Realising I needed a creative way of eating the greens, dad added quartered hard-boiled eggs to the salad. I loved the way they dissolved into the vinaigrette, coating the leaves with a powdery yellow shine. Once all leaves were eaten, there was always a tussle for rights to sop up the liquid at the bottom of the bowl with crusty bread.

We stopped eating it for many years as different types of salad greens were available and Italian families no longer had the passion to grow it. Occasionally, in the 1970s, it would appear at barbeques and we’d swoop on it like seagulls, or we’d find it at family-run restaurants specialising in Venetian and northeastern Italian cuisine.

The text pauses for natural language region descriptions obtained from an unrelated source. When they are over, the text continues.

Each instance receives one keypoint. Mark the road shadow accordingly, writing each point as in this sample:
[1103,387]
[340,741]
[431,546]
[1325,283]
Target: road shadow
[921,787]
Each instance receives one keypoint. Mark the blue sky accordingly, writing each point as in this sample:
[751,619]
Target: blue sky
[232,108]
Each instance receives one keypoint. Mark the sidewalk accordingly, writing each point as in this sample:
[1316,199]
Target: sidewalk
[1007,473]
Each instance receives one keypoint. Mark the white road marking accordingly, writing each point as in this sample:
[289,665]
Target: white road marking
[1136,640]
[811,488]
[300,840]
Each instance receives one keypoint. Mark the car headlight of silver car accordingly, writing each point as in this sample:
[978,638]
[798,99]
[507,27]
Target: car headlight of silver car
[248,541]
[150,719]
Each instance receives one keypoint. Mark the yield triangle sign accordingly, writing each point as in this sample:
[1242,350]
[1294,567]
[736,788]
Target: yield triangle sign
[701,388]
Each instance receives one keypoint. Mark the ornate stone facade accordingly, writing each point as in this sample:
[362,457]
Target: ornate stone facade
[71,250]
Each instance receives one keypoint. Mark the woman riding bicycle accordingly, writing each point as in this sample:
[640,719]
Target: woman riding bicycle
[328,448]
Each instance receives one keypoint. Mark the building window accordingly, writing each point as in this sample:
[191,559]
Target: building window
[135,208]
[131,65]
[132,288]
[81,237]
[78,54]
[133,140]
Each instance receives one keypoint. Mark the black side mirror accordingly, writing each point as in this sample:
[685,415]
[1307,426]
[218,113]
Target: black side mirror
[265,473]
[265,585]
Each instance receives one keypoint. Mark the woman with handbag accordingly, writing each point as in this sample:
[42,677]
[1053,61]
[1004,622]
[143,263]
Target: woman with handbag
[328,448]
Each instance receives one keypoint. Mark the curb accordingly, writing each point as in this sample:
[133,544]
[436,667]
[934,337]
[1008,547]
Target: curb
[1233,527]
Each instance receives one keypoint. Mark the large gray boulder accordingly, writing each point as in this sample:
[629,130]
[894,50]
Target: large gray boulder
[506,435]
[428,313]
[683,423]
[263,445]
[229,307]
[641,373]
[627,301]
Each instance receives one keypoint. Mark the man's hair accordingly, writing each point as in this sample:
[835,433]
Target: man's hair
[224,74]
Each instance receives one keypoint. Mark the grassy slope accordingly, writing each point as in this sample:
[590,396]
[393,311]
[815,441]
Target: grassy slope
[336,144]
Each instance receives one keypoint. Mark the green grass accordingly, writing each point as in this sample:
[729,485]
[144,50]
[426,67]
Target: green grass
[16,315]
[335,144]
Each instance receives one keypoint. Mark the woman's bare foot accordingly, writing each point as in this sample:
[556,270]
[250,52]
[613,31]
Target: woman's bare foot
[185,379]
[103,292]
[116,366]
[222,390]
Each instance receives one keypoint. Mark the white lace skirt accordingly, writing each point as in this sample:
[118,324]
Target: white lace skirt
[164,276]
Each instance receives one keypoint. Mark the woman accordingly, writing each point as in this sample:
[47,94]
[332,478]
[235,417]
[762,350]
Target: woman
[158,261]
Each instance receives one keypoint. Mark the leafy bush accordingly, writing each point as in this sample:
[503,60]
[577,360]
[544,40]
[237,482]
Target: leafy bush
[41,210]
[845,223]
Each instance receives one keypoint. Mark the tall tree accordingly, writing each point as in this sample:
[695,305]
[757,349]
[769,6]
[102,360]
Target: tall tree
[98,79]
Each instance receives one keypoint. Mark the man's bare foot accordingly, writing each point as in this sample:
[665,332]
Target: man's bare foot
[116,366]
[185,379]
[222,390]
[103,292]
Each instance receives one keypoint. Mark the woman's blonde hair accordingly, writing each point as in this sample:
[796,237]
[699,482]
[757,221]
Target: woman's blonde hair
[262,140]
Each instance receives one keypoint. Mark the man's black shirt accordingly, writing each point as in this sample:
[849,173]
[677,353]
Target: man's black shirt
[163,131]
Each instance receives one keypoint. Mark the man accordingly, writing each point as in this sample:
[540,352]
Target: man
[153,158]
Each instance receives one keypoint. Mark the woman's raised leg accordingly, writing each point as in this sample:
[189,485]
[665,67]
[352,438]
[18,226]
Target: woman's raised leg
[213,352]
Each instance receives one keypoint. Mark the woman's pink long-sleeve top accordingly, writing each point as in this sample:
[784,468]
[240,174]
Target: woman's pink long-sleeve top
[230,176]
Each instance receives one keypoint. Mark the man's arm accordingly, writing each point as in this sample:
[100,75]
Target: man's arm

Growing radicchio from Trieste

The radicchio patch in all its glory

About eight years ago I had a craving for it and suggested to my mother I might try growing it in her backyard. I tracked down an online seed supplier who markets it in Australia as “Cicoria zuccherina di Trieste”. The term ‘zuccherina’ refers to its sweetness, but more accurately it has a pleasant bitter taste, especially if it’s eaten while still young and tender.

The radicchio patch – dedicated to my late father – has fed us continuously as it re-grows after each harvest. I sow it every two years after the leaves become a bit hard and hairy, and have my hands full protecting it from heavy rain and keeping two family cats from stretching out on it to bask in the sun. It needs watering every day – twice in dry summer weather – and my mother has become chief waterer.

Cicoria Zuccherina di Trieste con uova

The fruits of my labour

Greengrocers now sell many varieties of chicory, endive and radicchio such as the red Treviso and Verona, but don’t stock the type we eat, probably as it’s too delicate to withstand the handling and transport. In Trieste they are spoilt for choice, with up to four varieties sold daily at outdoor markets around the city.

It’s such a special part of the meals I have when I visit my mother twice per week; the table looks bare in the two months that the radicchio is in the early growing phase and too small to harvest. 

I think I need to become a fully-fledged market gardener and stagger my crops to enjoy it year-round.